Since v5.7, the manual symbol lookup is not guaranteed to work
because of control-flow integrity (or control-flow enforcement [9][10]) is added
[11] for x86, but it is disabled since v5.11 [12][13]. To make sure manual symbol
lookup work, it only uses up to v5.4.

Reference:
[1] 8dbec27a24
[2] https://outflux.net/blog/archives/2019/11/14/security-things-in-linux-v5-3/
[3] https://patchwork.kernel.org/project/linux-kbuild/patch/20200903203053.3411268-3-samitolvanen@google.com/
[4] https://stackoverflow.com/questions/58512430/how-to-write-to-protected-pages-in-the-linux-kernel
[5] https://lore.kernel.org/bpf/20201120231441.29911-21-ebiederm@xmission.com/
[6] https://lore.kernel.org/bpf/87blj83ysq.fsf@x220.int.ebiederm.org/
[7] 0bd476e6c6
[8] 8f27766a88
[9] https://lore.kernel.org/lkml/20200204171425.28073-1-yu-cheng.yu@intel.com/
[10] https://lore.kernel.org/linux-doc/20201110162211.9207-1-yu-cheng.yu@intel.com/T/
[11] 5790921bc1
[12] 20bf2b3787
[13] https://lore.kernel.org/bpf/20210128123842.c9e33949e62f504b84bfadf5@gmail.com/

examples/syscall.c

@@ -23,17 +23,44 @@
 #include <linux/sched.h>
 #include <linux/uaccess.h>
 
+
+/* The way we access "sys_call_table" varies as kernel internal changes.
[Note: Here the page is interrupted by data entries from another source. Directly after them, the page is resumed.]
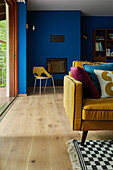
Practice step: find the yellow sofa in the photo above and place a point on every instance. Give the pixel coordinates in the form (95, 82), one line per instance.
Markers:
(86, 114)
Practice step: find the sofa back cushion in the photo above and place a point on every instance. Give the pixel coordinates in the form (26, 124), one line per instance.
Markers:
(80, 63)
(92, 75)
(89, 90)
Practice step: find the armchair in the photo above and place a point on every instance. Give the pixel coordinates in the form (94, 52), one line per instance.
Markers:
(86, 114)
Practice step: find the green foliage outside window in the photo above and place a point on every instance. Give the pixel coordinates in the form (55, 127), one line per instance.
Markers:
(3, 53)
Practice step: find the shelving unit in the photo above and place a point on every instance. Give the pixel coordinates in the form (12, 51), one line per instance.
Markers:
(102, 44)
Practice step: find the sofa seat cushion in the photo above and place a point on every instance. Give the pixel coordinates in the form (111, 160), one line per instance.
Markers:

+ * - ver <= 5.4 : manual symbol lookup
+ * - 5.4 < ver < 5.7 : kallsyms_lookup_name
+ * - 5.7 <= ver : Kprobes or specific kernel module parameter
+ */
+
 /* The in-kernel calls to the ksys_close() syscall were removed in Linux v5.11+.
  */
-#if (LINUX_VERSION_CODE < KERNEL_VERSION(5, 11, 0))
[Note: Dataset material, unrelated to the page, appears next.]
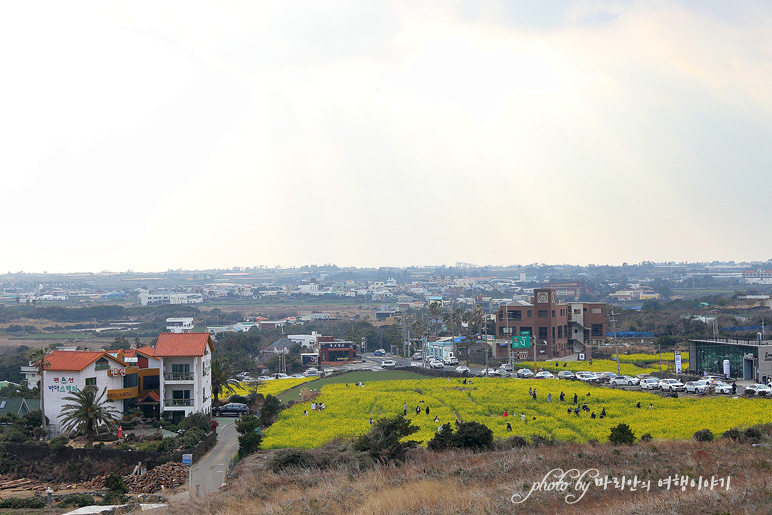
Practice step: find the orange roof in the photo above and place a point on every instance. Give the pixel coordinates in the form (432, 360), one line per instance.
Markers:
(75, 360)
(147, 350)
(182, 345)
-#include <linux/syscalls.h> /* ksys_close() wrapper for backward compatibility */
-#define close_fd ksys_close
+#if (LINUX_VERSION_CODE < KERNEL_VERSION(5, 7, 0))
+
+#if LINUX_VERSION_CODE <= KERNEL_VERSION(5, 4, 0)
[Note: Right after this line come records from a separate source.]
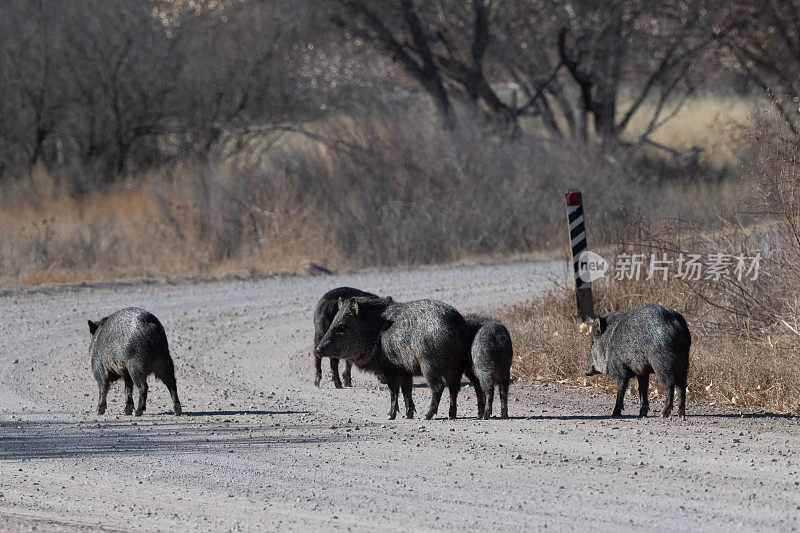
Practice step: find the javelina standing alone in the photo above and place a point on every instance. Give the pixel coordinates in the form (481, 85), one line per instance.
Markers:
(131, 344)
(401, 340)
(327, 307)
(648, 339)
(490, 362)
+#define HAVE_KSYS_CLOSE 1
+#include <linux/syscalls.h> /* For ksys_close() */
 #else
-#include <linux/fdtable.h> /* For close_fd */
+#include <linux/kallsyms.h> /* For kallsyms_lookup_name */
+#endif
+
+#else
+
+#if defined(CONFIG_KPROBES)
+#define HAVE_KPROBES 1
+#include <linux/kprobes.h>
+#else
+#define HAVE_PARAM 1
+#include <linux/kallsyms.h> /* For sprint_symbol */
+/* The address of the sys_call_table, which can be obtained with looking up
+ * "/boot/System.map" or "/proc/kallsyms". When the kernel version is v5.7+,
+ * without CONFIG_KPROBES, you can input the parameter or the module will look
+ * up all the memory.
+ */
+static unsigned long sym = 0;
+module_param(sym, ulong, 0644);
+#endif
+
 #endif
 
 unsigned long **sys_call_table;
-unsigned long original_cr0;
 
 /* UID we want to spy on - will be filled from the command line. */
 static int uid;
@@ -83,19 +110,81 @@ asmlinkage int our_sys_open(const char *filename, int flags, int mode)
 
 static unsigned long **aquire_sys_call_table(void)
 {
+#ifdef HAVE_KSYS_CLOSE
     unsigned long int offset = PAGE_OFFSET;
     unsigned long **sct;
 
     while (offset < ULLONG_MAX) {
         sct = (unsigned long **) offset;
 
-        if (sct[__NR_close] == (unsigned long *) close_fd)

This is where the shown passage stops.